The second part is really more, I would think, about what strategically actually changed or is changing in that space. And this is where I think a lot of progress is being made. If you think about the ATLAS framework, how we really have kind of started having a common taxonomy, how we can talk about some of these problems in the machine learning space, and especially also it helps fill that gap in a way, right? I really like the idea of this framework and the case studies and so on, and the traditional ATT&CK framework and of course, also in ATLAS. And I think that really kind of shows the scope of the problem space, which we are actually still mapping out what this actually means in many ways.
D Dehghanpisheh 19:29
One of the things you mentioned is you said, hey, there's really two fundamental pillars in your view. The first is kind of traditional backdoor attacks that might be staged from a data perspective.And then the second is really kind of the traditional, what I would call, types of approaches to take advantage of exploits or take advantage of issues or vulnerabilities in the development of those systems. And you referenced ATLAS.
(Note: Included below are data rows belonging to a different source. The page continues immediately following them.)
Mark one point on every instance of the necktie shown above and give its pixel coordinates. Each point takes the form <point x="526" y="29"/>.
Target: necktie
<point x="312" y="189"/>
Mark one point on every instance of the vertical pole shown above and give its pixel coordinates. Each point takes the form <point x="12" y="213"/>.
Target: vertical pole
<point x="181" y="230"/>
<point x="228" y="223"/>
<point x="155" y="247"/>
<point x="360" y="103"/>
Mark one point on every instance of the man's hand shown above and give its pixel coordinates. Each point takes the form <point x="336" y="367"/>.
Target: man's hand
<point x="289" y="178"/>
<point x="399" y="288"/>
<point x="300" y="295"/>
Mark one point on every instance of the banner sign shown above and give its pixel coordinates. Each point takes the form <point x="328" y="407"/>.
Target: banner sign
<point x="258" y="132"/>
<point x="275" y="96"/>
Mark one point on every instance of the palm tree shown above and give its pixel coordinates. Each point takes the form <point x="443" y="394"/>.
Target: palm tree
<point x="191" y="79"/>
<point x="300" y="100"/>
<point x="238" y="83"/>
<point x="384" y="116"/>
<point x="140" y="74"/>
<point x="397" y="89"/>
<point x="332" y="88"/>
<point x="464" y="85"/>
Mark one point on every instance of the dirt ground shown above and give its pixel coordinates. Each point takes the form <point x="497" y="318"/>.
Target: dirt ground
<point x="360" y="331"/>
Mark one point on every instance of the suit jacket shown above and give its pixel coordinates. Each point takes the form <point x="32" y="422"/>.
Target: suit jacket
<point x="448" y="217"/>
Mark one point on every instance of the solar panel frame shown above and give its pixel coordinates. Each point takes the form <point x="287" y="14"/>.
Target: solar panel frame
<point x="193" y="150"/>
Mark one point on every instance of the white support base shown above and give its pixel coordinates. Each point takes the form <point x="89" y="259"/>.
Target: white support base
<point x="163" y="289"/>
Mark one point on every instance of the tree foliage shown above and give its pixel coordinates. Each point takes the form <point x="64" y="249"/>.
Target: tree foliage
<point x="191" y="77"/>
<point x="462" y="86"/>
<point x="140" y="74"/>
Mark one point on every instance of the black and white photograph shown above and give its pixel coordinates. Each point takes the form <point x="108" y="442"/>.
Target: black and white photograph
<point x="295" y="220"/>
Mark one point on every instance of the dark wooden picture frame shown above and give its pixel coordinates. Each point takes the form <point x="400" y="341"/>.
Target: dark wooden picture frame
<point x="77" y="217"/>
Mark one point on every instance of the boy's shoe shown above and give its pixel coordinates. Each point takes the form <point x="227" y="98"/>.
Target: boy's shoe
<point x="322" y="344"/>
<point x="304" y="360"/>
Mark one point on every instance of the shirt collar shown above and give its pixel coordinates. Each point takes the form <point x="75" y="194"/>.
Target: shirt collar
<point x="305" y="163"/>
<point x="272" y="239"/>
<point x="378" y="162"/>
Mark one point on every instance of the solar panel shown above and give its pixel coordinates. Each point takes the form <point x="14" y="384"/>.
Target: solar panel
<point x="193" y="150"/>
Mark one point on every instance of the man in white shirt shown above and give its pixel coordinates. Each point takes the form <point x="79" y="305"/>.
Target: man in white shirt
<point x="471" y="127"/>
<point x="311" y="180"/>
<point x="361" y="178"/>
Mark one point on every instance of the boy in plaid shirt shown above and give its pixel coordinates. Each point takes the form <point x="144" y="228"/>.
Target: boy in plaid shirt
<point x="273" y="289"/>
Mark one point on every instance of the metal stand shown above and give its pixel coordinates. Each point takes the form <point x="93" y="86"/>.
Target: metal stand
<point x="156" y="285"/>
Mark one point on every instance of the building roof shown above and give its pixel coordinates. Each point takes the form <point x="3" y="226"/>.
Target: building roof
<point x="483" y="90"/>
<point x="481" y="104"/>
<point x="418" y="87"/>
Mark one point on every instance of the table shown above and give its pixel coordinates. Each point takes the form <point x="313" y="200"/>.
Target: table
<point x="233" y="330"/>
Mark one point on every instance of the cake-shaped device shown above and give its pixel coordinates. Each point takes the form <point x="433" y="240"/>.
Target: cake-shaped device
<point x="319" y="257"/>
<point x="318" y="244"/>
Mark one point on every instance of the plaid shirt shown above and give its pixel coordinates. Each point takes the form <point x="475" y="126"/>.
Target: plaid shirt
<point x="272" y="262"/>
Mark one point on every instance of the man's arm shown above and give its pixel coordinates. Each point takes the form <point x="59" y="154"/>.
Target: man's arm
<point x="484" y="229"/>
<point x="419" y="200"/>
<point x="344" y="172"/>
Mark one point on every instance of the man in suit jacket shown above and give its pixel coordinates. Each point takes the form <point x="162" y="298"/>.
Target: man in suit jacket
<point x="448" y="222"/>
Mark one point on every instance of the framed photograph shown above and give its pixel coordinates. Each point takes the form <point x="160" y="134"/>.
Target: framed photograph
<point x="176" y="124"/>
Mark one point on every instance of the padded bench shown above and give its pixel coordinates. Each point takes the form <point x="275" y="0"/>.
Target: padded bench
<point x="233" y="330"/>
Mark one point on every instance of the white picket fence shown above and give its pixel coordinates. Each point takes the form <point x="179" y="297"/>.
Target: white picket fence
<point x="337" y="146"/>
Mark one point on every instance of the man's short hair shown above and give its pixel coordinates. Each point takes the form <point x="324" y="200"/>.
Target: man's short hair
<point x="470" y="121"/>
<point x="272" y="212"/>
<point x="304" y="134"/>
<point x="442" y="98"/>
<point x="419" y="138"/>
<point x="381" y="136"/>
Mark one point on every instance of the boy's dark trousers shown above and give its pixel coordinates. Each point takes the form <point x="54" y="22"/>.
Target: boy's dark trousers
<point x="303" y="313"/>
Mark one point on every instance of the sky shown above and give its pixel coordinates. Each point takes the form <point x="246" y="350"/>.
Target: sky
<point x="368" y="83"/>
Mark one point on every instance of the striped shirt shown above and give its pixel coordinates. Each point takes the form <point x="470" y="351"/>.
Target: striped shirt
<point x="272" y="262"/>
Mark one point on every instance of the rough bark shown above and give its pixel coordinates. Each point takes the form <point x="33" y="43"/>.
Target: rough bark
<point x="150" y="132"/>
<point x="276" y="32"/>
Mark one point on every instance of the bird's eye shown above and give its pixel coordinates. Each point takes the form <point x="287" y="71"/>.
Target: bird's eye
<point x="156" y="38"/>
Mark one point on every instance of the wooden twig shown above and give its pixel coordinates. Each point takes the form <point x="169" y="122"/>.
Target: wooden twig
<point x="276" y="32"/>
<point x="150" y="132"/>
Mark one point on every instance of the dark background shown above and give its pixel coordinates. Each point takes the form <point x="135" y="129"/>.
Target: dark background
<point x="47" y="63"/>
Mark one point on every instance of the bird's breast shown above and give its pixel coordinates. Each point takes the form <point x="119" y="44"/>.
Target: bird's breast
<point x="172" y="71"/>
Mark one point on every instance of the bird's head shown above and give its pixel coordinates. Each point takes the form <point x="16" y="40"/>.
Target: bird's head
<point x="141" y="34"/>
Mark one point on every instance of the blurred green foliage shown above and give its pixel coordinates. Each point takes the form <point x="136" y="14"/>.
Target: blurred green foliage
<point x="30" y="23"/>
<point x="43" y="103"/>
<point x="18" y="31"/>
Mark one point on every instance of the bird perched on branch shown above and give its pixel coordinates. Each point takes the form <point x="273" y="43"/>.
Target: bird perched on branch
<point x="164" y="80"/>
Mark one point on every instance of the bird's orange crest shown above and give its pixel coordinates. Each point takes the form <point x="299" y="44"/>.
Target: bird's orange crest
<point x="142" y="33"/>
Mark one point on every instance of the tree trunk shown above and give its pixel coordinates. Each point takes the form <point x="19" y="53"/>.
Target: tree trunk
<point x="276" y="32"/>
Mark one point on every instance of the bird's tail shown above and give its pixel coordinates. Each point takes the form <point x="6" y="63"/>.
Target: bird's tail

If you had to pick two or three threats that are facing ML systems, what would you say are the most common ones that, as a red teamer working on ML and ML systems that you think are out there that maybe are not being addressed?
Johann Rehberger 20:09
The supply chain, the integrity of the infrastructure, the integrity of the model. That is probably on the top of my list, in a way where there’s just a lot of opportunity for the supply chain to go wrong. And it's not specific to machine learning, but just two days ago, I read about this new, actually indirect supply chain attack that happened that [...] discussed recently where a vendor was actually shipping a binary site, but they had consumed another third party library, right?
Again, somebody just then pulls that library in or that piece of code in, and then the chain is compromised. From a traditional red teaming perspective, also, this is something we kind of, I think, know well and how to do and how to emulate that from a response perspective to challenge the blue team to make sure we do have detections in place, and organizations do have detections in place for such attacks.
So that is not really necessarily just machine learning, but there are components to supply chain that are very specific to machine learning, right? Which is the kind of libraries used and then also the model itself could be backdoored, the model could actually be backdoored in a way that it runs code.
This was one of my realizations where, when I started building my own models and then using these libraries and loading them, I was like, oh wow, there's not even a signature validation. This is just an arbitrary file that I'm loading. I was like, wow, why is there no signature on this? This was my realization. that–
D Dehghanpisheh 21:30
There’s no cryptographically hashed attestation on any of the assets.
Johann Rehberger 21:33
Yeah, yeah.
And I think this general concept is kind of missing a lot. I still think there's very early stages. And I think there was also this very recent, the large scale web poisoning attacks, which kind of had a similar problem, right? These URLs – the data of these URLs was retrieved, but then it was not cryptographically verified that these files didn't actually not change.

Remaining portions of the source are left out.